Joukowsky Family Distinguished Associate Professor of Modern Middle Eastern History

Overview

Faiz Ahmed (PhD, UC Berkeley, JD, UC Law San Francisco) is a historian of the Ottoman Empire and modern Middle East. Trained as a lawyer and social historian, Ahmed’s primary research interests are the late Ottoman Empire, Afghanistan, and the greater Islamicate world; legal and constitutional history; and diasporic communities tied to the amorphous region we call the Middle East. From the Khyber Pass to the Bosphorus Strait, and the Suez Canal to New England, Ahmed’s core research engages questions of human mobility, travel, and migration; students, scholars, and networks of expertise; and the intersections of law, citizenship, humanitarianism, and diplomacy.
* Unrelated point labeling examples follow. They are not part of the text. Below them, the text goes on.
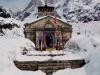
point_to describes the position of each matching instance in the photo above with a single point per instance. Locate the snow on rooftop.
(11, 21)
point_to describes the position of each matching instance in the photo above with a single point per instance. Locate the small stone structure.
(47, 31)
(49, 66)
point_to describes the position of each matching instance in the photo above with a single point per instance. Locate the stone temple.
(47, 31)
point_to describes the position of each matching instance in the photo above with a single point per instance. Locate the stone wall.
(49, 66)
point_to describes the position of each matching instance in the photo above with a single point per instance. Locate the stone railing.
(49, 66)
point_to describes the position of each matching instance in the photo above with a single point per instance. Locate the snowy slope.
(71, 10)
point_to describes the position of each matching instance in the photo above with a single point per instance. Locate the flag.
(56, 26)
(55, 22)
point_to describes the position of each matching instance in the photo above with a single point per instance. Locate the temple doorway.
(49, 38)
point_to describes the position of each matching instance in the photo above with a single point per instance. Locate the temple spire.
(45, 2)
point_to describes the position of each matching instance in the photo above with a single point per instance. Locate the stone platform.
(49, 66)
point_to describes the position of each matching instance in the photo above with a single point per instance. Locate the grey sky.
(14, 4)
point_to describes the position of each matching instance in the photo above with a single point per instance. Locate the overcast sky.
(14, 4)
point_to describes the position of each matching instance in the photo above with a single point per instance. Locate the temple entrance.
(49, 38)
(49, 41)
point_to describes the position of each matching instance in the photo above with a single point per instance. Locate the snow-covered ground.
(85, 44)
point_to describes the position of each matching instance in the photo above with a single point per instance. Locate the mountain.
(69, 10)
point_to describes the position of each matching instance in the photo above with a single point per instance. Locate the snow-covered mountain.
(71, 10)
Ahmed’s first book Afghanistan Rising: Islamic Law and Statecraft between the Ottoman and British Empires was awarded the American Historical Association’s John F. Richards Prize and shortlisted for the British-Kuwait Friendship Society Book Prize in Middle East Studies in 2018. Pivoting to the western hemisphere, his current book project Ottoman Americana: The Late Ottoman Empire and the Early United States (under contract with Princeton University Press) examines the social, economic, and legal underpinnings of Ottoman-U.S. ties from the eighteenth to twentieth centuries, as seen from Ottoman perspectives. Ahmed has published articles in journals of law, history, Middle East and Global South studies, including Comparative Studies of South Asia, Africa, and the Middle East; Global Jurist; International History Review; International Journal of Middle East Studies; Iranian Studies; Journal of Ottoman Studies; Journal of the Ottoman and Turkish Studies Association; Law and History Review; and Perspectives on History. Featured interviews can be found on national radio to history channels and local news, including Borderlines, Ottoman History Podcast, NPR’s Throughline, and the Boston Globe.
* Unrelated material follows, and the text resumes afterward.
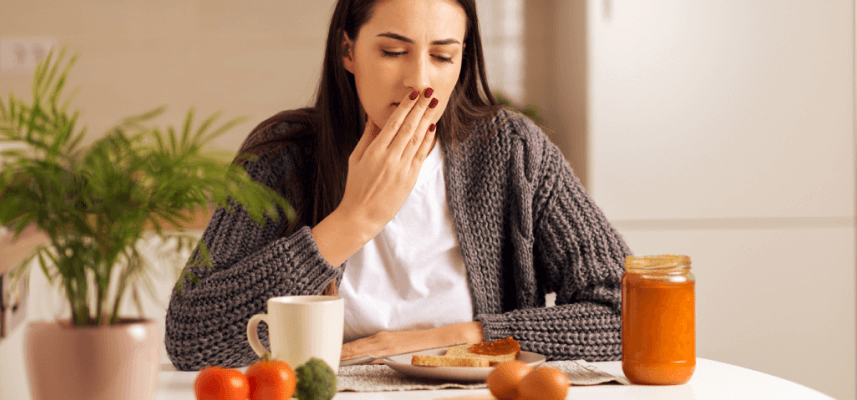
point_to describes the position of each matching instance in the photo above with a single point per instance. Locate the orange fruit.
(218, 383)
(271, 380)
(503, 380)
(545, 383)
Ahmed is a recipient of fellowships from the National Endowment for the Humanities, Fulbright Program, Social Science Research Council, Andrew W. Mellon Foundation, Koç University of Istanbul, UC Berkeley Law, and Harvard Law School for his research in Afghanistan, Turkey, Egypt, South Asia, North America, and the UK. Intent on traversing national and area studies divides, he's lived and worked in the largest metropolises of the Middle East, Central Asia, and South Asia, primarily Istanbul, Cairo, Kabul, and Delhi. As with his research and teaching, he’s trekked extensively across the region(s) connecting Morocco to Malaysia and the Balkans to Indian Ocean.

Dr. Ahmed is also co-organizer with Brown University colleagues Michael Vorenberg, Rebecca Nedostup, and Emily Owens of the Brown Legal History Workshop and Brown Legal Studies collaborative.